Where Can I Use This?What Do I Need?
  • NGFW (Managed by Panorama or Strata Cloud Manager)
  • Prisma Access (Managed by Panorama or Strata Cloud Manager)
  • Prisma Browser
  • Enterprise Data Loss Prevention (E-DLP) license
    Review the Supported Platforms for details on the required license for each enforcement point.
Or any of the following licenses that include the Enterprise DLP license
  • Prisma Access CASB license
  • Next-Generation CASB for Prisma Access and NGFW (CASB-X) license
  • Data Security license
Create a Log Forwarding profile to automatically forward Enterprise Data Loss Prevention (E-DLP) incident and audit syslogs to your third-party security information and event management (SIEM), security orchestration, automation, and response (SOAR), or other automated ticketing systems. This enables your SOC analysts and incident admins to effectively triage, review, and resolve data security risks in your organization. You can configure a single Log Forwarding profile for multiple enforcement points or create a different Log Forwarding profile for each.
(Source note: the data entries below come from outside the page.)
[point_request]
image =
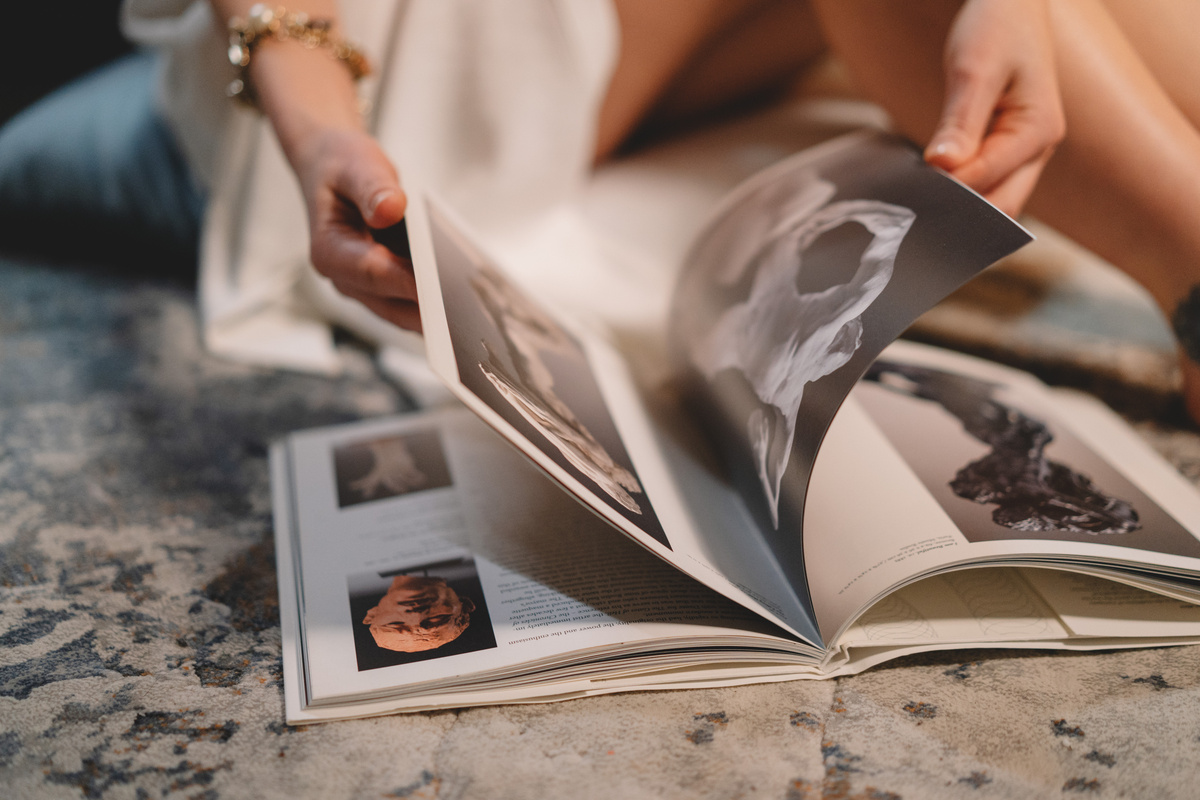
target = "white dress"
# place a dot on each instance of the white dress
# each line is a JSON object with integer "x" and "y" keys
{"x": 493, "y": 104}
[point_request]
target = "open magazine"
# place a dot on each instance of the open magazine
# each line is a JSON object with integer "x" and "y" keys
{"x": 802, "y": 499}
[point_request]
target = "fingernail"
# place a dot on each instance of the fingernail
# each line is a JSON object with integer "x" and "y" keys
{"x": 379, "y": 197}
{"x": 943, "y": 149}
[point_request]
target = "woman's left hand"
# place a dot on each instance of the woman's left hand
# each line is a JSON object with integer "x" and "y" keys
{"x": 1002, "y": 114}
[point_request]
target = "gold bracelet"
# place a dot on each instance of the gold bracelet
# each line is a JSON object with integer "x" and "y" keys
{"x": 281, "y": 24}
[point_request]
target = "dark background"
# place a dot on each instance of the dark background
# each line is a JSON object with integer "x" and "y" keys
{"x": 49, "y": 43}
You can associate the same enforcement channel with multiple Log Forwarding profiles and use multiple Log Forwarding profiles to forward syslogs to the same SIEM, SOAR, or ticketing system.
While Enterprise DLP supports multiple Log Forwarding profiles for the same SIEM, SOAR, or ticketing system, an incorrectly configured Log Forwarding profile might cause the SIEM, SOAR, or automated ticketing system to terminate the connection with Enterprise DLP when Enterprise DLP attempts to forward a syslog.
For example, you configure your SOAR to only accept a public certificate. You then create two Log Forwarding profiles—you configure ProfileA with a private certificate and ProfileB with a public certificate. In this case, your SOAR won't accept the connection from Enterprise DLP using ProfileA because it uses a private cert and the connection either times out or terminates.
As a result, this connection time-out or termination also terminates the connection for ProfileB and might prevent some syslogs from forwarding.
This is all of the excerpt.